As spring is planting season, everything will thrive if planted now, including trees, fruit trees, shrubs, perennials and lawns. Give existing plants a boost by fertilising the whole garden, and supply an organic mulch after a deep watering.
Hot tip: If you live in the temperate parts of KZN, how about having some fun decorating the branches of your trees with epiphytes like staghorn ferns (Platycerium), which are readily available from nurseries. They need no soil, only a perch to sit on, and a little bit of help from you – you can tie them in place with nylon stockings.
Keep on top of weeds, which will grow as fast as everything else at this time of year, and never allow them to flower and set seed.
Flowers to sow for summer colour include sunflowers, cosmos, zinnias, marigolds and portulacas.
In the veggie garden it is time to sow all the pumpkins, cucumbers, sweetcorn, melons, and bush and climbing beans. It is also time to divide and replant overgrown clumps of rhubarb.
If you enjoy heady perfume in the garden, plant a patch of tuber roses (Polianthes tuberosa) close to your bedroom window or patio. These old-fashioned, summer-flowering bulbs enjoy full sun, but will also grow successfully in light shade. They start flowering from mid-summer, when tightly packed cylinders of waxy, very sweetly scented flowers tip the tall and sturdy flower stalks (up to 1 m high).

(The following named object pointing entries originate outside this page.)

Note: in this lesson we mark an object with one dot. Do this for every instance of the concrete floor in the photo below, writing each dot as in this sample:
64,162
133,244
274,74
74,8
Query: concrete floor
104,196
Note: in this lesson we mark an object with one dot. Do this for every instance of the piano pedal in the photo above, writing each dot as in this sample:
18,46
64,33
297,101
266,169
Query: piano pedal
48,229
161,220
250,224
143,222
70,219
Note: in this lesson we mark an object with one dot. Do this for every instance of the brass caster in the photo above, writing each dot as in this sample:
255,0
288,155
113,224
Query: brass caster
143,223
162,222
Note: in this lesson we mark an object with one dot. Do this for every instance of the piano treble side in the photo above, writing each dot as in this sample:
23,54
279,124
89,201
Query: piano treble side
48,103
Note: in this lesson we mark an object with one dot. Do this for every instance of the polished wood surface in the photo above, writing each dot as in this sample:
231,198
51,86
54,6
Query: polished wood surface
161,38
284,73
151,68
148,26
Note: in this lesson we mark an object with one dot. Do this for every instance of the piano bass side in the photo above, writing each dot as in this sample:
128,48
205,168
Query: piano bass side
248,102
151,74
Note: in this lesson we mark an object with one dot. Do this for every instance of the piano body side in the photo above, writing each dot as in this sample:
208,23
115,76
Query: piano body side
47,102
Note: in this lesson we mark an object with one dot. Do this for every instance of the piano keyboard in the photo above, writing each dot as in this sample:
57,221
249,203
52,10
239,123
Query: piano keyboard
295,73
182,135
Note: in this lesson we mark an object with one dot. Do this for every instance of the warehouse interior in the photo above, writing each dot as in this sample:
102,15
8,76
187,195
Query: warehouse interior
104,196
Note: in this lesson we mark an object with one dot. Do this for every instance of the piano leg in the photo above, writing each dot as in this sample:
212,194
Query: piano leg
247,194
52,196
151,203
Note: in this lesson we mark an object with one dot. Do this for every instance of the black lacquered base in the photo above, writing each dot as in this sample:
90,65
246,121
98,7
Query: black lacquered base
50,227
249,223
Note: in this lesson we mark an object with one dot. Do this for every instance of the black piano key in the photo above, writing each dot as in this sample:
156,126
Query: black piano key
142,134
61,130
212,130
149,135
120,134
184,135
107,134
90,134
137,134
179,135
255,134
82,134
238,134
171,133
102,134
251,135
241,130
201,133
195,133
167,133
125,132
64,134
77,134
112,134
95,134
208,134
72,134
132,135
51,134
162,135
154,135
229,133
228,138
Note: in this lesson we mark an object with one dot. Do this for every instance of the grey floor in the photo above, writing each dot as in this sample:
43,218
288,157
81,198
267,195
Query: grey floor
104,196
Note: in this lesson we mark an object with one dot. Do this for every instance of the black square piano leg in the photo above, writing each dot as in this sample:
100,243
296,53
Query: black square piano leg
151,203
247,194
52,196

Tough cookies for brackish water. The following plants can be planted with confidence to add sizzling summer colour: Limonium perezii (perennial statice), with bright purple flowers in summer. It is ideal for picking for the vase and can cope with drought conditions. Hemerocallis species (daylilies) provide masses of brightly coloured flowers throughout summer. Acanthus mollis (wild rhubarb) has large, glossy and serrated leaves. Tall mauve-white flower spikes tower above the foliage in summer and autumn. It does best in a semi-shaded position. Agapanthus is a reliable perennial with large flower heads ranging from white and light blue to deep, velvet-blue shades. It can be very eye-catching when planted in bold groups.
Use pruned branches: Instead of dumping or chipping long branches after pruning, use them to build a row of tepee-shaped trellises in the veggie garden. They will not only form lovely focal points and add vertical interest, but can be used to support annual vines and trailing crops while also creating cool shade for lettuces planted beneath them.

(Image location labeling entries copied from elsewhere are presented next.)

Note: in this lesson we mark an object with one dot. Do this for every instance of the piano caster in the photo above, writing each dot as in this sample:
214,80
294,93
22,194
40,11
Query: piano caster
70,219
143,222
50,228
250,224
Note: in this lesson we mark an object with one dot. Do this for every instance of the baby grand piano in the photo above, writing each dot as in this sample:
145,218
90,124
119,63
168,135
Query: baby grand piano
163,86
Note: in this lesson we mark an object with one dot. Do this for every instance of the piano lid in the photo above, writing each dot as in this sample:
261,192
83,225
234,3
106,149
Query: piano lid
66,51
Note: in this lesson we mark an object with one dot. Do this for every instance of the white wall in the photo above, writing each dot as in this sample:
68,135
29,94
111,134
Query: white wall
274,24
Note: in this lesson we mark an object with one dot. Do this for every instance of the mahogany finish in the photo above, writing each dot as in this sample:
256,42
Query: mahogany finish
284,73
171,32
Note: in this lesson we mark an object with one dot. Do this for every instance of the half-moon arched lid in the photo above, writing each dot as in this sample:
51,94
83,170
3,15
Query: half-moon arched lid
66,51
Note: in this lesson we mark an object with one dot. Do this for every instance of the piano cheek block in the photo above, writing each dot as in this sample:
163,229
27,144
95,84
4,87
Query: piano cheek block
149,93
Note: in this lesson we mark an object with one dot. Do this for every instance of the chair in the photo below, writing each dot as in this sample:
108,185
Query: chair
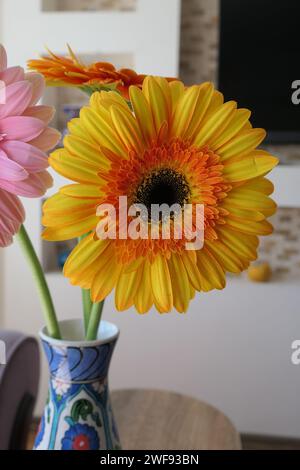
19,379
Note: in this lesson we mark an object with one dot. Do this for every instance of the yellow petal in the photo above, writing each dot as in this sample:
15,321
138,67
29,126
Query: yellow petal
144,299
225,256
261,185
107,276
143,114
75,128
235,124
244,213
84,191
127,129
157,101
210,270
165,86
190,264
83,255
184,111
177,90
204,100
74,168
86,150
242,144
180,283
248,167
126,288
161,284
99,126
106,99
247,199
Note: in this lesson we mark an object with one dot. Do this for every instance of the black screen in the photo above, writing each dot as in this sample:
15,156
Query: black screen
259,61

It is blissful to sit in the shade now that summer is on its way. But is there lots of peaceful greenery covering the feet of your trees, for you to enjoy? If not, it is time to look at planting some ferns. Because most do not have large root systems, they are quite happy to grow in a layer of leaf mould and in shallow ground amongst the roots of large shade trees. Amongst them are Asparagus densiflorus ‘Meyersii’ (foxtail fern or cat’s tail fern), Blechnum punctulatum (pink-leaved blechnum), Asplenium nidus (bird’s nest fern) and Cyrtomium falcatum (holly fern) for really deep shade. Also try Rumohra adiantiformis (Knysna fern) if you love flower arranging. The leaves are wide and triangular and last for ages in the vase, and the plants will grow from light to deep shade.
Hot tip: Install mist sprayers in your fern garden – it is the best way to supply humidity and keep the soil moist and cool.
Patchy lawn in the shade? Dig it out and replace it with a layer of river sand, onto which stepping stones are laid. Fill the cracks between the pavers with gravel or Mondo grass.
October is rose month all over the country, but Limpopo gardeners are claiming the rose as their plant of the month, as well as recommending that everyone should plant one now – October is renowned for the first blooms of these plant queens! Remember that roses need lots of sun, regular watering and monthly feeding to keep them in top shape.
Pruning at the moment includes the trimming back of geraniums, osteospermums and other flowering perennials to encourage new growth and another flush of colour.
In the veggie garden, sow melons, including watermelons, now if you want to munch on juicy slices of fruit around the pool in summer. Also try your hand at sowing all the new and different types of basil available, like lemon basil and red basil.